Thursday, November 02, 2006

Firstly, the whale.

Again, sorry for falling off the planet. I would normally spend some moments explaining it, but really it isn't really worth it. Lucky for this blog I am at the computer for work and if I'm writing it's like I'm working and not procrastinating at all.

So, the whale eating.

Technically Laurie did eat whale. But not eat-eat whale. You know how these things are.

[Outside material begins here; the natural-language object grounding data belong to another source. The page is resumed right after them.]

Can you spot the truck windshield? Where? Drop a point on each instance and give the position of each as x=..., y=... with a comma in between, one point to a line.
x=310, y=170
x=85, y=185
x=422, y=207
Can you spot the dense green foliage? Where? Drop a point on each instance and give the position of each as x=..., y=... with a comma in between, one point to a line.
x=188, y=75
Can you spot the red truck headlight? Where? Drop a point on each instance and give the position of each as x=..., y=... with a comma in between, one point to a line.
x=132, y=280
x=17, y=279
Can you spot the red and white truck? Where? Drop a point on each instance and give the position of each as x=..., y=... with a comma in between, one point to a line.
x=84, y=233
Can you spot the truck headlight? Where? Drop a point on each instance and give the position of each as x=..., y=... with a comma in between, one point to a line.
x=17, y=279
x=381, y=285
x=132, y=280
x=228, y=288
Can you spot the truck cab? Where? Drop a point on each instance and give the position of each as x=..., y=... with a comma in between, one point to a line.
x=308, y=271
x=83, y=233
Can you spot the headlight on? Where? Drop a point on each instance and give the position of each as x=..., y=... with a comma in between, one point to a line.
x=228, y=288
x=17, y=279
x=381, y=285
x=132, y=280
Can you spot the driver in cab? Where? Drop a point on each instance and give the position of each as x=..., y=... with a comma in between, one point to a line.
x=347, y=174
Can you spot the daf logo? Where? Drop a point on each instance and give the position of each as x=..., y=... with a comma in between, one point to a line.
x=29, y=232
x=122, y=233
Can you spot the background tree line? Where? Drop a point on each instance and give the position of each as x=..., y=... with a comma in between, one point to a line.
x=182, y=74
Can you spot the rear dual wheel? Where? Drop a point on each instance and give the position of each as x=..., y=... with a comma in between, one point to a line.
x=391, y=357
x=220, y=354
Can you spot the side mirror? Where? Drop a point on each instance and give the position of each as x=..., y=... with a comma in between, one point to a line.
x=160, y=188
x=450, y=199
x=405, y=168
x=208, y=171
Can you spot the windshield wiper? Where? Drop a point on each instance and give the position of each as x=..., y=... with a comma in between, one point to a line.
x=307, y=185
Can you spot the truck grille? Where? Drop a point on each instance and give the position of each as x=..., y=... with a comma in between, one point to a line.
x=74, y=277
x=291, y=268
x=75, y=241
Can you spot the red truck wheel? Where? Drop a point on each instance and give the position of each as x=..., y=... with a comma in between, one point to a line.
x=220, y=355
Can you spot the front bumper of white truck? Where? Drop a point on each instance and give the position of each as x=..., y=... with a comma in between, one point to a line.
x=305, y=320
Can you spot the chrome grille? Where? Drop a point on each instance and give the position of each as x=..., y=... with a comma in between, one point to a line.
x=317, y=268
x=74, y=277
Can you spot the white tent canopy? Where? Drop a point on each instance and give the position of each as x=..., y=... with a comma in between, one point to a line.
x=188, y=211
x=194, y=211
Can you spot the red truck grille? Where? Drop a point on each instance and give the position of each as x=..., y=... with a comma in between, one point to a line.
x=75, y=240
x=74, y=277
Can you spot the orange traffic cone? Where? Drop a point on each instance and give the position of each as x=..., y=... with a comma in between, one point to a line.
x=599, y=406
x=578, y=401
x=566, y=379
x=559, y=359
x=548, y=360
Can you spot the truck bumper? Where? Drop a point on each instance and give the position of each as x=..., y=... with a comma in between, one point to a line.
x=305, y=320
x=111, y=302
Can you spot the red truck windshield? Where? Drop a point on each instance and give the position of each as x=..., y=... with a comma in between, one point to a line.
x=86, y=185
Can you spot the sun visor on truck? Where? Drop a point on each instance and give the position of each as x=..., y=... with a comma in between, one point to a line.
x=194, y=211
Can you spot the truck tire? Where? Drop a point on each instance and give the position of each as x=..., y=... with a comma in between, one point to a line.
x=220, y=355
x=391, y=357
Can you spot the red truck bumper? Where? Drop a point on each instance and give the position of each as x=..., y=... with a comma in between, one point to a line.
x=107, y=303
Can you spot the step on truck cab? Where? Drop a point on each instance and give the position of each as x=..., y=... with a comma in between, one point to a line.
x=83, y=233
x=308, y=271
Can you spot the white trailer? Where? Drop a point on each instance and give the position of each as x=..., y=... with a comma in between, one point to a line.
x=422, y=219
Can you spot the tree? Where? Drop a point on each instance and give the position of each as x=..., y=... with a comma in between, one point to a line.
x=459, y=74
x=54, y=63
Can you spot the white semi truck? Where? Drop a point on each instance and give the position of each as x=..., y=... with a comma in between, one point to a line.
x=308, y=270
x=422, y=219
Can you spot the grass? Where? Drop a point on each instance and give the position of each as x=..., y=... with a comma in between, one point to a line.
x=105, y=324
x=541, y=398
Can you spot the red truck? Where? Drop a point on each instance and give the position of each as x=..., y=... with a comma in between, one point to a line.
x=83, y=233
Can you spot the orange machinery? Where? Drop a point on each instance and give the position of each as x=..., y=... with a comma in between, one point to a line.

We got to Norway. (There's a long and classy story in that involving sleeping in Swedish bus shelters and in a plastic bag on a Finnish cruise ship but that's for another time. Probably next time if my procrastination continues, in all honesty). Basically, Norway is the stupidest place on the face of the earth to go if you are travelling on a budget. You will probably end up eating out of cans bought from your friendly Turkish grocer for $5 each with stolen forks and find yourself saying to your travel partner "I think I'm just going to eat the whole cracker".

So we were in Bergen and just wandering around, innocent and whale-free, and we got to the fish markets. And suddenly everyone was offering us free smoked salmon and raw salmon and wild salmon. And, you know, it's salmon. It's pretty nice. So what they do is talk to you in whatever language you pretty much want and start slicing off a bit of fresh salmon. And we just nodded and discussed the virtues of cured salmon in relation to smoked salmon as if we were going to actually purchase something in kroner. And then while we were trying to slide away to repeat the same routine at the next stall, the fish monger starts to slice off a piece off a dark, almost purple, thick square of meat. And I was like, that's whale. That is whale. And I start to shake my head. I thought about explaining the complexity of my 'no mammals' policy to the aforementioned monger, but he just keep flailing the meat about on the end of his big long knife.

"It's just like beef", he said. And I, still in the afterglow of the best salmon I've ever had in my life, could just keep shaking my head. And so that is when Laurie, reluctantly gallantly, stepped in and said: "I'll eat it".

He said it was not nice.

So that was the first time he ate whale. The second time is my fault too. I was at another fish stall surrounded by seal oil and whale and sampling their salmon (incidently, it was far inferior to the first stall) when the monger started flailing whale meat at me. Then he started to explain the entire whaling regulation regime and the cultural relativist arguments for whaling. And I was really stuck, still half chewing my salmon and nowhere to go. And then I saw Laurie walking past. And I thought, well, he's already eaten whale. So I said to the fish monger "He'll eat it" and gestured Laurie over with a Judas wave.




And so, Laurie ate whale twice. It was pretty much my fault. I'm a moral-less pescetarian.